The correspondence between the main components of this example and the main components of the present invention described in the Summary of the Invention will be described. In this embodiment, the engine 22 corresponds to "engine", the motor 30 corresponds to "motor", the inverter 32 corresponds to "inverter", the automatic transmission 40 corresponds to "transmission", and the electronic control unit 70 corresponds to "Electronic Control Unit".

The correspondence between the main parts of this example and the main parts of the invention described in the summary of the invention should not be considered as limiting the parts of the invention described in the summary of the invention, because this example is only illustrative and Modes for carrying out the invention described in the Summary of the Invention are specifically described. That is, the invention described in the Summary of the Invention should be interpreted based on the description in the Summary of the Invention, and this example is only a specific example of the invention described in the Summary of the Invention.

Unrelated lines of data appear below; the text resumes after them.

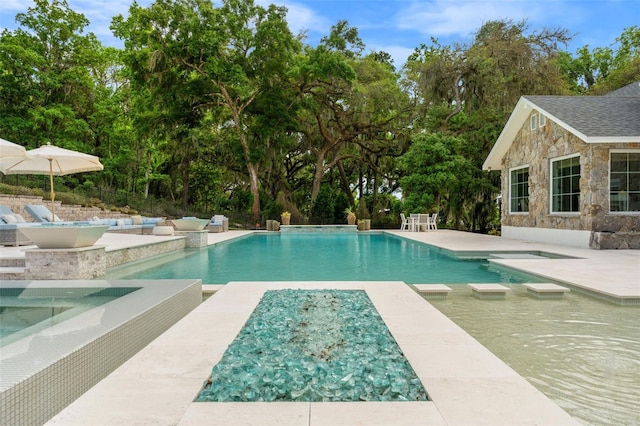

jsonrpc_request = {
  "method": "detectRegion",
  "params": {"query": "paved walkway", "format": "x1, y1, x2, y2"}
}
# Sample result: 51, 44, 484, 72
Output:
390, 230, 640, 304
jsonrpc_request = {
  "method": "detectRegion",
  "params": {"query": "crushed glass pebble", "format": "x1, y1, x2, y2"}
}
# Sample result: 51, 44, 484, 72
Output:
196, 289, 428, 402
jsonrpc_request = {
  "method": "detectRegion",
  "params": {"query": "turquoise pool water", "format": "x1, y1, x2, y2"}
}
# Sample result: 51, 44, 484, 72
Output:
106, 233, 540, 284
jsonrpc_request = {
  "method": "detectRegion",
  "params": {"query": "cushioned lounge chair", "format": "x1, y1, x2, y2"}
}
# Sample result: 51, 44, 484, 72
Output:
0, 205, 35, 246
207, 214, 229, 232
24, 204, 62, 223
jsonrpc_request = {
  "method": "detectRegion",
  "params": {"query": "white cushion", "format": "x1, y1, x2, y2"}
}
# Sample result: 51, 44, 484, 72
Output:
2, 213, 18, 223
42, 213, 62, 222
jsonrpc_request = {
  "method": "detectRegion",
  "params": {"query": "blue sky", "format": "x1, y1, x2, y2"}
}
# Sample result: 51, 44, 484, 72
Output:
0, 0, 640, 67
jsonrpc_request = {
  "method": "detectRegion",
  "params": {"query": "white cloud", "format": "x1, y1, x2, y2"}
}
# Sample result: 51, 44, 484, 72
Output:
396, 0, 555, 38
367, 44, 414, 70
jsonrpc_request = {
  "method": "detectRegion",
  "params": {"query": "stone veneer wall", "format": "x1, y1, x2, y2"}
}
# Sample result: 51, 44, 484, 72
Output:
501, 111, 640, 232
0, 194, 129, 222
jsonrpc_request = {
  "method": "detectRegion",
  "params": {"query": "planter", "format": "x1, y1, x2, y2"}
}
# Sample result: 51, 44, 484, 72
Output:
20, 224, 109, 249
358, 219, 371, 231
172, 218, 209, 231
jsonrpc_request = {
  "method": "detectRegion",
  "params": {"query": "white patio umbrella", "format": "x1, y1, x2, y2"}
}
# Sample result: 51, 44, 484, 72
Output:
0, 138, 30, 162
0, 143, 104, 219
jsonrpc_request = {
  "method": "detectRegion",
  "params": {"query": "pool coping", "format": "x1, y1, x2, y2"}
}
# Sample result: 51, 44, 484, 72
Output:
0, 279, 202, 425
48, 281, 579, 426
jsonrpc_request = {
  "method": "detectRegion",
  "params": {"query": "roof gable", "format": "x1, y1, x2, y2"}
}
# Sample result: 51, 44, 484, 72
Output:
482, 82, 640, 170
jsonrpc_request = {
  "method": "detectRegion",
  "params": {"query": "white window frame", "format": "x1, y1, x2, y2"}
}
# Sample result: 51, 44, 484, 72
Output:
549, 153, 582, 216
508, 164, 530, 215
538, 114, 547, 129
529, 112, 538, 131
607, 149, 640, 216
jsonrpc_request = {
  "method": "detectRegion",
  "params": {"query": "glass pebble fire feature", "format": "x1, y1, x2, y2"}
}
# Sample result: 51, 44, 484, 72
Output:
196, 290, 429, 402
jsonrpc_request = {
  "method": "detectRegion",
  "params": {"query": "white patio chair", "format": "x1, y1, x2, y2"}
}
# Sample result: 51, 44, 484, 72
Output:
427, 213, 438, 231
416, 214, 429, 231
400, 213, 409, 231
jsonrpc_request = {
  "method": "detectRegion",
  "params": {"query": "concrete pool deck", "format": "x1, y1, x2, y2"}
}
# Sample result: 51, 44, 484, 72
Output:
48, 281, 579, 426
388, 230, 640, 305
0, 230, 640, 425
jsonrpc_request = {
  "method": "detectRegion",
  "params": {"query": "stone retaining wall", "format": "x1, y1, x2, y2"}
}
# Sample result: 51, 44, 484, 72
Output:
0, 194, 129, 222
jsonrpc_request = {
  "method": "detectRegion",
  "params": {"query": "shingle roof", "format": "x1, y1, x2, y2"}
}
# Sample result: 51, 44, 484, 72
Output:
482, 81, 640, 170
524, 95, 640, 138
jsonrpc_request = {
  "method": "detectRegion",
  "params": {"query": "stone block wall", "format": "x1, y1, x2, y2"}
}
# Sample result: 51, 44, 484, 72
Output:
0, 194, 129, 222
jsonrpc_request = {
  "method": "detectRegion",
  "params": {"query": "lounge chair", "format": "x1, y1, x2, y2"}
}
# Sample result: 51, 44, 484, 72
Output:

Although the mode for carrying out the invention has been described above with reference to the example, the invention is not limited to the example, and can of course be implemented in various forms without departing from the spirit and scope of the invention.

Claims (3)

1. A kind of 1. motor vehicle driven by mixed power, it is characterised in that including：

   Engine, the engine are configured to power of the output for the traveling of the motor vehicle driven by mixed power；

   Motor, the motor are configured to power of the output for the traveling of the motor vehicle driven by mixed power；

   Inverter, the inverter are configured to drive the motor；

   Electrical storage device, the electrical storage device are configured to by the inverter and the motor Change Power；

   Speed changer, the speed changer are configured to be joined the power output from the motor to drive shaft, the drive shaft The driving wheel of the motor vehicle driven by mixed power is connected to, the speed changer is configured to change between the motor and the drive shaft Gearratio；And

   Electronic control unit, the electronic control unit are configured to：

   Execute control so that the inverter is used in based on the moment of torsion in the range of the ultimate torque of electrical system temperature to drive The motor, the electrical system temperature are at least one temperature in the inverter and the motor；

   Execute control so that the speed changer makes the gearratio become target gear ratio；And

   When the electronic control unit drives the motor and the electrically system with executing control so that the inverter regeneration When system temperature is equal to or higher than predetermined temperature, set based on the regenerative torque of the electrical system temperature and the motor described Gearratio and sets the target gear ratio and causes the gearratio with the variable quantity to described to the variable quantity of downshift side Downshift side changes.
2. 2. motor vehicle driven by mixed power according to claim 1, it is characterised in that：

   The electronic control unit is configured to：When the electrical system temperature is equal to or higher than the pole higher than the predetermined temperature When limiting temperature, the ultimate torque is set as when the high when ratio of the electrical system temperature is when the electrical system temperature is low It is small；And

   The electronic control unit is configured to the variable quantity being set as when the high when ratio of the electrical system temperature is when described Electrical system temperature is big when low, and the variable quantity is set as when the big when ratio of the regenerative torque is when the regenerative torque is small Shi great.
3. 3. motor vehicle driven by mixed power according to claim 1 or 2, it is characterised in that further include clutch, the clutch quilt It is configured to the rotation axis for the output shaft and motor for coupling the engine.